The physical design flow converts a synthesized netlist into a manufacturable GDSII layout. The main stages are: floorplanning, power planning, placement, clock tree synthesis (CTS), routing, and sign-off verification (DRC, LVS, STA, IR drop). Modern PD tools run these stages iteratively with timing feedback.
CTS distributes the clock from its source (PLL or clock port) to all flip-flop clock pins with balanced delay and minimal skew. The tool inserts clock buffers and inverters along tree branches, targeting zero skew and bounded latency. Common topologies include H-tree (equal-length branches) and fishbone networks for irregular floorplans.
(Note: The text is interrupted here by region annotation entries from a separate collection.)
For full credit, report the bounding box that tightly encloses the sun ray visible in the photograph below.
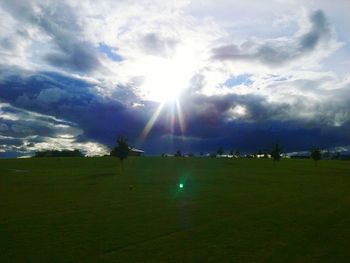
[175,99,185,136]
[140,102,164,141]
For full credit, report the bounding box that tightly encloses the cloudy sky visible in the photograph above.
[0,0,350,157]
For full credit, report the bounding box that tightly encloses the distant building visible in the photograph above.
[129,147,145,156]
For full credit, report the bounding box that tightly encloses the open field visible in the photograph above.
[0,157,350,262]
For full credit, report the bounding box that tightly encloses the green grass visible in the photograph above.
[0,158,350,262]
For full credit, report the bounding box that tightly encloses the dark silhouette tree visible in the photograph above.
[111,136,129,165]
[271,143,282,163]
[310,147,322,165]
[235,150,241,157]
[217,147,224,155]
[175,150,182,157]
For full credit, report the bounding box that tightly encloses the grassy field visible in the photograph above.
[0,158,350,263]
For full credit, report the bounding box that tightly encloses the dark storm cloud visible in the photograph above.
[0,69,148,148]
[141,33,177,56]
[0,1,101,73]
[213,10,331,66]
[0,69,350,157]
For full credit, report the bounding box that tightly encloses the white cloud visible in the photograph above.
[0,103,108,156]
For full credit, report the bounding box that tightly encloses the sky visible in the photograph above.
[0,0,350,157]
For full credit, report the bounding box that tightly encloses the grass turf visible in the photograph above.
[0,157,350,262]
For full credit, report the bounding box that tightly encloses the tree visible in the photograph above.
[217,147,224,155]
[271,143,282,162]
[235,150,241,157]
[310,147,322,165]
[175,150,182,157]
[111,136,129,165]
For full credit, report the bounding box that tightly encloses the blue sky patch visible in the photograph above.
[97,43,123,61]
[224,74,253,87]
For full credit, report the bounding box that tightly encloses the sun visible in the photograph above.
[142,46,194,102]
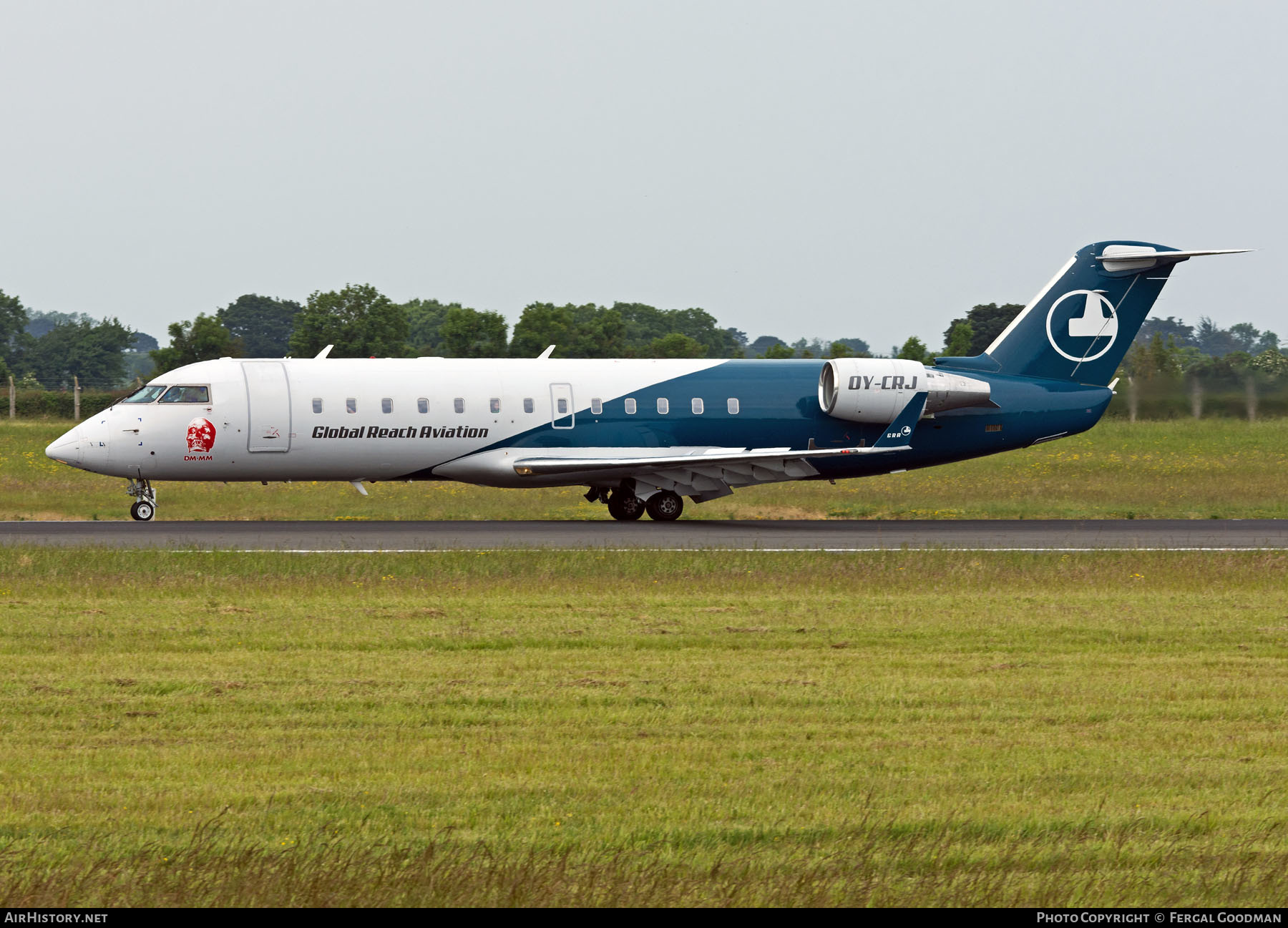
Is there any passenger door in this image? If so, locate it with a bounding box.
[242,361,291,451]
[550,384,577,429]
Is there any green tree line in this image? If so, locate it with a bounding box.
[0,276,1288,416]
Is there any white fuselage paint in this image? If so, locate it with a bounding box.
[49,358,723,487]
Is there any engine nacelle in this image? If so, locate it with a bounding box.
[818,358,995,425]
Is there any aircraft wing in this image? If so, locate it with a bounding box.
[512,445,908,502]
[514,445,911,477]
[502,393,929,502]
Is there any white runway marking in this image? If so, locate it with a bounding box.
[169,546,1283,555]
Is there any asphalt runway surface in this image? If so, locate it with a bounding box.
[0,519,1288,552]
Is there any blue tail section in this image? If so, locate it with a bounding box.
[872,393,930,448]
[937,240,1190,386]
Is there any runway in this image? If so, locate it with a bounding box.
[0,519,1288,554]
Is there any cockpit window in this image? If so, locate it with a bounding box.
[121,386,167,403]
[161,386,210,403]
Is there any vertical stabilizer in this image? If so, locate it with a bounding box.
[937,240,1233,386]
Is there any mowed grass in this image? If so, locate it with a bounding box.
[0,419,1288,520]
[0,548,1288,906]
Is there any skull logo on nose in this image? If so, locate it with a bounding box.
[188,416,215,451]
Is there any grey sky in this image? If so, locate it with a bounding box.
[0,0,1288,350]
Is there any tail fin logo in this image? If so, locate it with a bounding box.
[1047,290,1118,361]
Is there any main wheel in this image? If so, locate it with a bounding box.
[608,490,644,522]
[645,490,684,522]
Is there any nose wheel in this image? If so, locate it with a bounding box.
[125,480,157,522]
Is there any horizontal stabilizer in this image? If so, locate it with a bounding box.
[1096,245,1252,270]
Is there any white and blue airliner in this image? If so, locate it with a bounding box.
[45,240,1241,522]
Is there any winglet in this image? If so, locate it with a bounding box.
[872,391,930,448]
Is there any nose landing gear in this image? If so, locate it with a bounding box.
[125,479,157,522]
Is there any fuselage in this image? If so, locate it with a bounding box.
[48,358,1113,487]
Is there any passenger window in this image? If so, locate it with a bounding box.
[160,386,210,403]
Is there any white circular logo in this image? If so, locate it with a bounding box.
[1047,290,1118,361]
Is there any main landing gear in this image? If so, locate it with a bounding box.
[599,487,684,522]
[125,480,157,522]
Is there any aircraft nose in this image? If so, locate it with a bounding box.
[45,417,108,470]
[45,426,85,464]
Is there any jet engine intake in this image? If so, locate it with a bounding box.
[818,358,995,425]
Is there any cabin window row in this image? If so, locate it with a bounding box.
[313,396,739,416]
[620,396,741,416]
[313,396,504,414]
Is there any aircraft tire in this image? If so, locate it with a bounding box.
[644,490,684,522]
[608,490,644,522]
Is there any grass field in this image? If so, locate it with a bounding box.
[0,419,1288,520]
[0,548,1288,906]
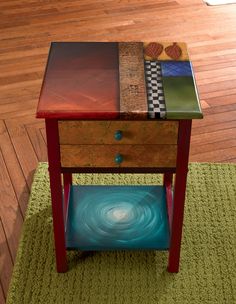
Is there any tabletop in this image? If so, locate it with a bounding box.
[37,42,202,120]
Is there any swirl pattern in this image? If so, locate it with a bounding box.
[67,186,168,250]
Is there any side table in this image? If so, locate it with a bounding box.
[37,42,203,272]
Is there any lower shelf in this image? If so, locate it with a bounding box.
[66,186,170,250]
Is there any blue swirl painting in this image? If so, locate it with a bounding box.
[66,186,169,250]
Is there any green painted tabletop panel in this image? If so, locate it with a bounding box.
[162,76,203,119]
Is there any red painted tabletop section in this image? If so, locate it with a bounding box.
[37,42,119,119]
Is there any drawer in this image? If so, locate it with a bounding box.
[61,145,177,168]
[59,120,179,145]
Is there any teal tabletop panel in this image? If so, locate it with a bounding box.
[144,42,203,119]
[66,186,169,250]
[162,76,203,119]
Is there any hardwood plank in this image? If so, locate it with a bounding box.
[0,151,23,261]
[192,120,236,137]
[0,220,13,303]
[26,121,48,162]
[6,116,38,187]
[191,128,236,145]
[0,121,29,215]
[190,135,236,157]
[190,146,236,162]
[0,284,6,303]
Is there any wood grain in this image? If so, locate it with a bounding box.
[0,0,236,303]
[61,145,177,168]
[59,120,179,145]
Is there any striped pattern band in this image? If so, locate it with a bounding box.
[144,60,166,118]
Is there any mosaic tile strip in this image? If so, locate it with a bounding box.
[119,42,148,119]
[160,61,192,77]
[144,60,166,118]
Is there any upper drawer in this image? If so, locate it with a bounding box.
[59,120,179,145]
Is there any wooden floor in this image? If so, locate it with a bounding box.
[0,0,236,304]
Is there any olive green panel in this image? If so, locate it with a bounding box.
[163,76,203,119]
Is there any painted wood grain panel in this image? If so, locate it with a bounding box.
[59,121,179,145]
[61,145,177,168]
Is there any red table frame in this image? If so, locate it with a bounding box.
[45,119,192,272]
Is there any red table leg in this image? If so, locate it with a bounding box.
[163,173,173,231]
[46,119,67,272]
[168,120,192,272]
[63,173,72,223]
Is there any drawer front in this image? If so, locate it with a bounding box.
[59,120,179,145]
[61,145,177,168]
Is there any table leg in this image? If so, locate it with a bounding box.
[163,172,173,231]
[46,119,67,272]
[168,120,192,272]
[63,173,72,223]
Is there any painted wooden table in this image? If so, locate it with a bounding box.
[37,42,202,272]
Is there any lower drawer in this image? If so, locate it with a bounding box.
[60,145,177,168]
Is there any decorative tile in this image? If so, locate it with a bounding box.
[145,61,166,118]
[143,42,189,61]
[162,76,202,119]
[119,42,148,119]
[160,61,192,77]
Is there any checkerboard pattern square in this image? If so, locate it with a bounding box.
[144,60,166,118]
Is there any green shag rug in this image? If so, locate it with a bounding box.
[7,163,236,304]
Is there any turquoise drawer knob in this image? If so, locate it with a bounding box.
[115,130,123,140]
[115,153,123,165]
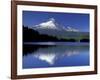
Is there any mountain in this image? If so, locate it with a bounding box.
[32,18,89,38]
[33,18,79,32]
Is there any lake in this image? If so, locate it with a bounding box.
[22,42,90,69]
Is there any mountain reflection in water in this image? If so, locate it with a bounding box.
[23,44,89,68]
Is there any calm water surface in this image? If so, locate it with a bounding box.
[23,42,89,69]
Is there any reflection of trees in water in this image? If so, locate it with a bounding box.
[23,45,89,56]
[33,45,88,65]
[23,44,56,55]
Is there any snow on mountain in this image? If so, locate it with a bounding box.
[65,27,79,32]
[33,18,59,29]
[33,18,79,32]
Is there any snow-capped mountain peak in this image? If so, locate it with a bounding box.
[33,18,79,32]
[36,18,58,29]
[66,26,79,32]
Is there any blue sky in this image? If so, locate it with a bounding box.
[23,11,90,32]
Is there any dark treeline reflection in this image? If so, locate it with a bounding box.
[23,44,56,56]
[23,44,89,56]
[23,26,89,42]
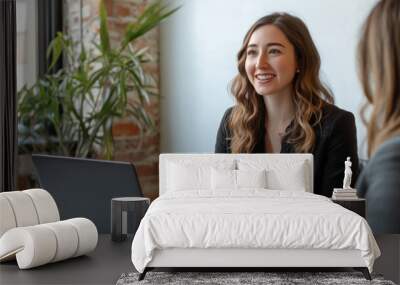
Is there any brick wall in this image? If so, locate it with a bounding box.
[64,0,160,199]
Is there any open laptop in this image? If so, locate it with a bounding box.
[32,154,143,233]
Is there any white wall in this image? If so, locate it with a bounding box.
[160,0,377,156]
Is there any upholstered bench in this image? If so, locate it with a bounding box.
[0,189,98,269]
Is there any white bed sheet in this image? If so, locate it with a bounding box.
[132,189,380,272]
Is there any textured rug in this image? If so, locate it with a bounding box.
[117,271,395,285]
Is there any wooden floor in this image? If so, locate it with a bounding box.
[0,235,135,285]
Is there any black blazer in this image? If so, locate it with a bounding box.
[215,104,358,197]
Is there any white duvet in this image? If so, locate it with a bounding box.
[132,189,380,272]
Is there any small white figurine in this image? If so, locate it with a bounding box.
[343,157,353,189]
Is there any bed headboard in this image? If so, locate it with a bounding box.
[159,153,314,195]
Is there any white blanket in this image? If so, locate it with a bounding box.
[132,189,380,272]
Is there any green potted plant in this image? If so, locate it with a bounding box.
[18,2,178,159]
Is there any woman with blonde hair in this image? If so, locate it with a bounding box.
[215,13,358,196]
[357,0,400,234]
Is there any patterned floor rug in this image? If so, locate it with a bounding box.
[117,272,395,285]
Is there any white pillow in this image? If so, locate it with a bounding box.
[211,168,267,190]
[238,159,311,192]
[235,169,267,188]
[167,161,235,191]
[211,167,236,190]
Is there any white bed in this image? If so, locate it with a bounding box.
[132,154,380,278]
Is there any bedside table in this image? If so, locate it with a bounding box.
[331,198,366,218]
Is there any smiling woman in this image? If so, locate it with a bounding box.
[215,13,358,196]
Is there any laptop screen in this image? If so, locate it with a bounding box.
[32,155,143,233]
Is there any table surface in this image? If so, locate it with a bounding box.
[111,197,150,202]
[0,234,135,285]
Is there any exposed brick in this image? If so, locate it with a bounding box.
[64,0,160,195]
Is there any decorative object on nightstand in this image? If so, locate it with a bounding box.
[332,198,366,218]
[111,197,150,241]
[332,157,358,200]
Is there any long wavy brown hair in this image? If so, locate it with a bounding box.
[358,0,400,156]
[229,13,333,153]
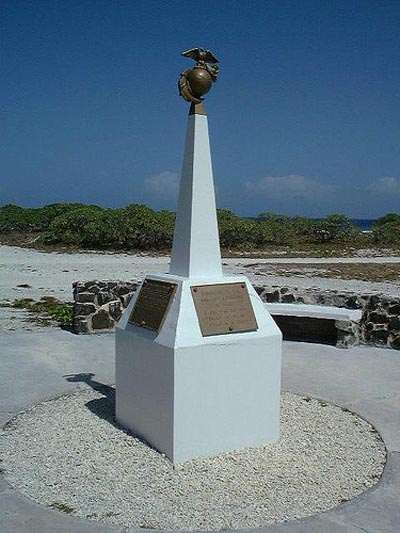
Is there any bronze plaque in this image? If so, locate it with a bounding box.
[128,279,177,331]
[191,283,258,337]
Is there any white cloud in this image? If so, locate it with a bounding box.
[143,170,179,199]
[367,176,400,194]
[245,174,337,200]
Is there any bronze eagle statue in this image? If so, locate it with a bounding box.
[178,48,219,104]
[181,48,219,65]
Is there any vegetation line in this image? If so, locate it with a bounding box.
[0,203,400,252]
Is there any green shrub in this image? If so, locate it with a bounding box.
[372,213,400,244]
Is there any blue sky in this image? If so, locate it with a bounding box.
[0,0,400,218]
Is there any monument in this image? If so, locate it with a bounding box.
[116,48,282,463]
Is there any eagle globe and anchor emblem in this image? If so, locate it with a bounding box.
[178,48,219,106]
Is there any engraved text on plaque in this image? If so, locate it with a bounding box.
[191,283,258,337]
[129,279,177,331]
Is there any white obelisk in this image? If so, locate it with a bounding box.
[116,95,282,463]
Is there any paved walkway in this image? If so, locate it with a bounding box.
[0,328,400,533]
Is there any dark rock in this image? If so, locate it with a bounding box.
[108,300,122,321]
[368,294,381,309]
[390,335,400,350]
[92,309,115,329]
[282,294,295,304]
[74,303,96,316]
[389,316,400,331]
[345,296,362,309]
[85,281,100,294]
[368,311,388,324]
[75,292,95,303]
[120,292,135,309]
[388,303,400,315]
[368,329,389,345]
[97,291,116,306]
[114,284,132,296]
[74,317,91,333]
[264,291,280,303]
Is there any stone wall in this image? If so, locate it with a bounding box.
[255,287,400,350]
[72,280,138,333]
[73,281,400,350]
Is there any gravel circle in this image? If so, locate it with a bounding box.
[0,387,386,530]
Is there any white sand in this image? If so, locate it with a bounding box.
[0,388,386,531]
[0,246,400,331]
Clock skew is the difference in clock arrival time between two flip-flops. Positive skew (capturing FF gets clock later) relaxes hold but tightens setup. Negative skew helps hold but worsens setup. Excessive skew reduces the effective clock period available for data propagation, making timing closure harder.
DRC (Design Rule Check) verifies the layout geometry satisfies foundry process design rules — minimum spacing, width, enclosure, and density. LVS (Layout vs. Schematic) verifies the layout connectivity and device parameters match the post-place-and-route netlist. Both must pass with zero violations before tape-out.